# Motorhome Roof stains



## Adamsale (Jan 3, 2007)

Hi has anyone got any ideas how to remove brown leaf stains from my Motorhome roof before I put her to bed for the winter please?


----------



## raynipper (Aug 4, 2008)

Gumption. 
Do you remember the stuff? It was like a mild for of compound and could bring old yellow domestic appliances back to white again.

Not sure if it's still manufactured.
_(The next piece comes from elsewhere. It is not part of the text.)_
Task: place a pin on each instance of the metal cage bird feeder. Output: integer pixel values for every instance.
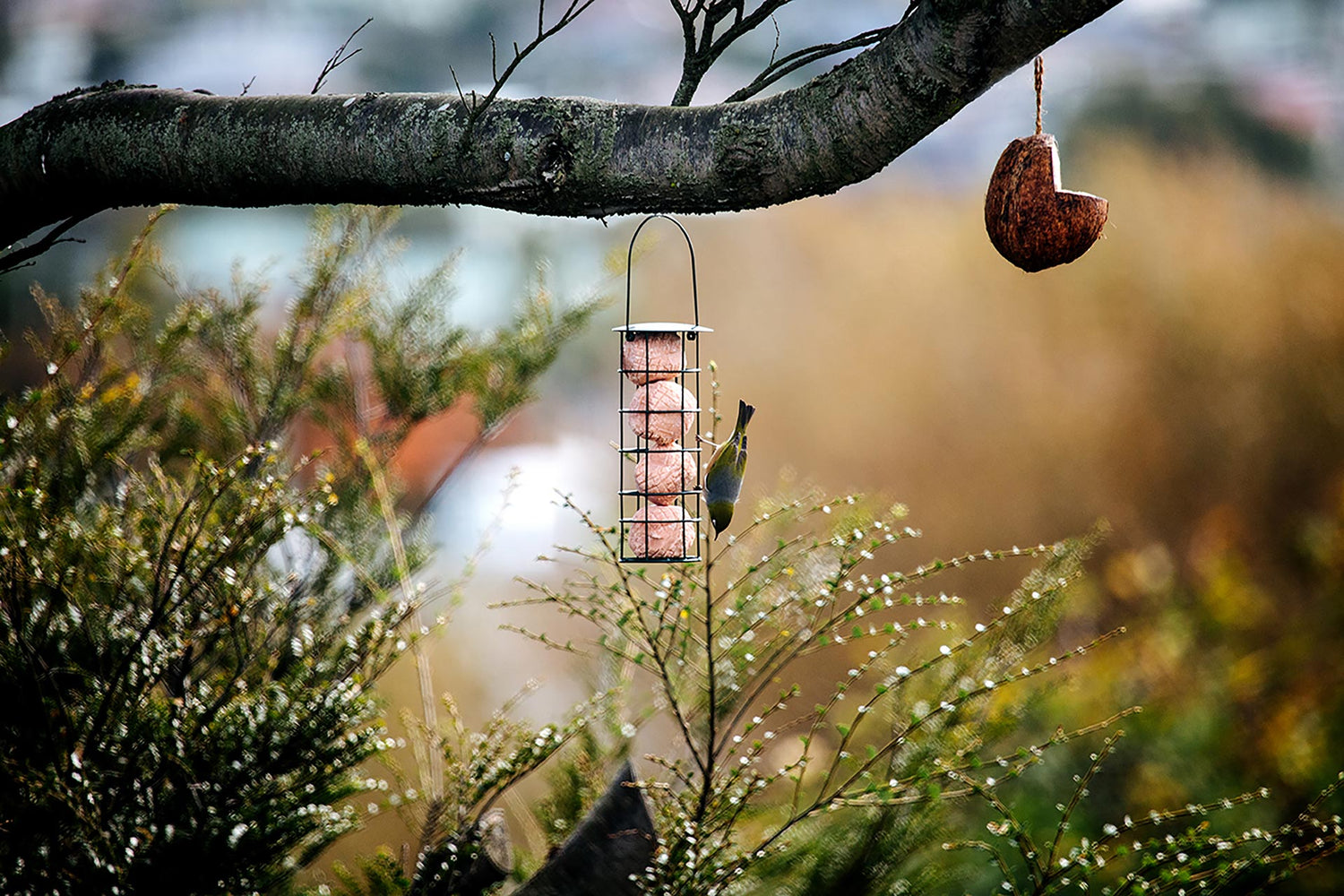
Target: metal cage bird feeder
(660, 425)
Used to be made by Thompson and Capper Liverpool.

Ray.


----------



## Jezport (Jun 19, 2008)

Use a mild cream cleaner suitable for UPVC then rinse off and polish the area.


----------



## Adamsale (Jan 3, 2007)

Thanks Guys for you helpful replies.The missus thinks she remembers Gumption so may well look for this product or something similar if the UPVC cleaner does not work.I will give that a go first thing tomorrow morning after the frost has gone.


----------



## kandsservices (Sep 5, 2010)

G3 rubbing compound then good quaility polish i use autoglym super resin.Or just super resin polish normally works.


----------



## Adamsale (Jan 3, 2007)

Hi just a quick update.Tried the upvc cleaner to no avail and then liquid gumption with a similar outcome.However I achieved a reduction in the colour of the leaf stain with the G3 compound and a lot of elbow grease.As suggested I finished with a coat Auto Glym polish. 

On my Christmas list will be an orbital power polisher as the elbow grease ain't what it used to be!!


----------



## kandsservices (Sep 5, 2010)

Bet your arms are like popeye now !


----------



## Adamsale (Jan 3, 2007)

I wish but I think Olive Oils pecs are more the order of the day!Thanks for your help though and hope I can call on your expertise in the future.


----------



## quiraing (Feb 12, 2007)

There is a caravan and motorhome cleaner called SILKY. It is available from most dealerships. I have found it to be excellent for removing stains and black streaks. Might be worth a try before resorting to more abrasive methods.


----------